21 de agosto de 2019

Franca

Trote de Medicina da Unifran tem repercussão nacional

Franca foi destaque nos noticiários nacionais no início desta semana após trote preconceituoso.

Franca 10/02/2019 - Repórter: Carolina Ribeiro
Foto de: Reprodução

Franca foi destaque nos noticiários nacionais no início desta semana após veteranos do curso de medicina da Unifran (Universidade de Franca) praticarem um “trote” com conteúdo considerado machista, misógino, pornográfico e preconceituoso com calouros no primeiro dia de aulas. Meninas e meninos que ingressavam na universidade tiveram que entoar, observados por alunos veteranos, juramentos com xingamentos contra outros cursos e também contra o Uni-Facef. Vídeos, fotos e áudios do trote foram amplamente divulgados em grupos de WhatsApp, Facebook e Instagram e ganharam repercussão em sites como Folha de São Paulo, G1, Veja, Catraca Livre, Último Segundo e Correio Braziliense.

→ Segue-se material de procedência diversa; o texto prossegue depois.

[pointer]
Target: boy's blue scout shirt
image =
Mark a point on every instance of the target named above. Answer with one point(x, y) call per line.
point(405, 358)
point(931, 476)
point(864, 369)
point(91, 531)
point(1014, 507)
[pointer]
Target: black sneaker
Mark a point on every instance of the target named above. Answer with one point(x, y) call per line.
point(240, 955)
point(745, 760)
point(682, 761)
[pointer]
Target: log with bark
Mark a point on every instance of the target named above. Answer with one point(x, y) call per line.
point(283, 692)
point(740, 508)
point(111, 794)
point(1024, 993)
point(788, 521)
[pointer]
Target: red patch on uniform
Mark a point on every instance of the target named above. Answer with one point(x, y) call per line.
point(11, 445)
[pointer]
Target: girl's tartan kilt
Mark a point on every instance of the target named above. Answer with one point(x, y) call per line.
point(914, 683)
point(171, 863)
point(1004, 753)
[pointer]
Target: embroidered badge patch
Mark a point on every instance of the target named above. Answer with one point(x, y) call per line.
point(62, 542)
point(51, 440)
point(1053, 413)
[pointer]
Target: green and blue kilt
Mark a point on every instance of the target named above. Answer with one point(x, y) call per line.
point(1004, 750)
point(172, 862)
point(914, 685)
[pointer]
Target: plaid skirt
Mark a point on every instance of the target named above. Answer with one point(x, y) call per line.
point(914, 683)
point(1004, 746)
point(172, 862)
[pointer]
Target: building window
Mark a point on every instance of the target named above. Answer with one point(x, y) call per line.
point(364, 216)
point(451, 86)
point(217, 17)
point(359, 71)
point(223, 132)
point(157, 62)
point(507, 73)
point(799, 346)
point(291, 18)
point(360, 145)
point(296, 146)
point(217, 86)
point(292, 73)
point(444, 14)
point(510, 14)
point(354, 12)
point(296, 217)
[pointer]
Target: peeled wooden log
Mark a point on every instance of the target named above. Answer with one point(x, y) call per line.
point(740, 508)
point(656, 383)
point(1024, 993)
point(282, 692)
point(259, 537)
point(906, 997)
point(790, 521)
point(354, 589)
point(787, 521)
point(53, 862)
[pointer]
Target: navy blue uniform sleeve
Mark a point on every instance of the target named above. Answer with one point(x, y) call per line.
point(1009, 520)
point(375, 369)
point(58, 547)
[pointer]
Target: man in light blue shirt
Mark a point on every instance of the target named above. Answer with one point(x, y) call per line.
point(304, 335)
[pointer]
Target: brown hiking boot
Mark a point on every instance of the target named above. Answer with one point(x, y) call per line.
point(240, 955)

Nas imagens que viralizaram é possível ver as calouras entoando o juramento com trechos como “eu prometo nunca entregar meu corpo para nenhum invejoso burro da odonto” e “me reservo totalmente à vontade dos meus veteranos e prometo sempre atender aos seus desejos sexuais”. Já no caso dos calouros, o juramento continha trechos como “eu prometo infernizar qualquer um dos bastardos, invejosos de subcursos como os da odonto e dos copiões de merda da Facef” e “prometo usar, manipular e abusar de todas as dentistas e facefianas que tiver oportunidade, sem nunca ligar no dia seguinte”.

Repúdio
Com a repercussão do caso, a Atlética Med do Uni-Facef, Associação Atlética Acadêmica Arquitetura e Urbanismo, Atlética de Engenharias da Unifran, Diretório Acadêmico da Faculdade de Direito de Franca, Odonto Franca e Conselho Municipal da Condição Feminina de Franca e a OAB (Ordem dos Advogados do Brasil), se pronunciaram com notas de repúdios ao trote e o conteúdo discriminatório e machista. Grupos de alunos de outros cursos da Unifran também se manifestaram contra os alunos veteranos da medicina.

Em nota oficial publicada no Instagram, a Atlética Med Franca, do curso de Medicina da Unifran, declarou reconhecer “o cunho ofensivo do discurso feito, o qual não possui autoria das entidades estudantis. Todos nós já estamos tomando providências sobre um assunto que realmente necessita de atenção e atitudes imediatas”.

A reportagem tentou contato com o presidente da Atlética Med Franca, mas ele não atendeu as ligações feitas para o seu celular nem retornou o contato, até o fechamento desta reportagem. O veterano que aparece no vídeo entoando os juramentos também foi procurado, mas a informação seria que ele se formou no final de 2018 e não tem ligação direta com a universidade.

Universidade
Na última terça-feira, dia 5, a Unifran informou, através de nota, que repudia quaisquer atos que incitem preconceito, homofobia, machismo, discriminação, constrangimento ou equivalentes e que os responsáveis pelos atos estão sendo identificados e serão penalizados.

Entre as penalidades as quais os responsáveis pelo trote estão sujeitos, segundo a Unifran, estão advertência oral e em particular, exceto no caso de advertência coletiva; advertência por escrito; suspensão de até 30 dias; transferência compulsória ou não renovação da matrícula no caso de discentes. 

 

Ministério Público investiga o trote universitário
 
O Ministério Público investigará o trote machista pregado por veteranos do curso de medicina da Unifran (Universidade de Franca). O ato, que aconteceu no primeiro dia de aulas, na última segunda-feira, 4, provocou grande revolta em estudantes e entidades de proteção à mulher logo que os vídeos e áudios foram compartilhados nas redes sociais. Ciente dos fatos e em posse do conteúdo dos vídeos, o MP instaurou inquérito civil para investigar o caso na terça-feira, 5.
 
Assim que o caso veio a público, a subseção de Franca da Ordem dos Advogados do Brasil também se manifestou sobre o que considerou excessos na recepção dos alunos. Afirmou, em nota, que repudia “qualquer ato de violência física, moral ou psicológica” contra novos alunos e que pedirá às autoridades locais que investiguem “eventuais responsabilidades” relacionadas ao trote.
 
O MP deve convocar representantes da Unifran a explicar quais medidas serão adotadas em relação ao caso e como a instituição tem aplicado a Política Nacional de Enfrentamento à Violência contra as Mulheres.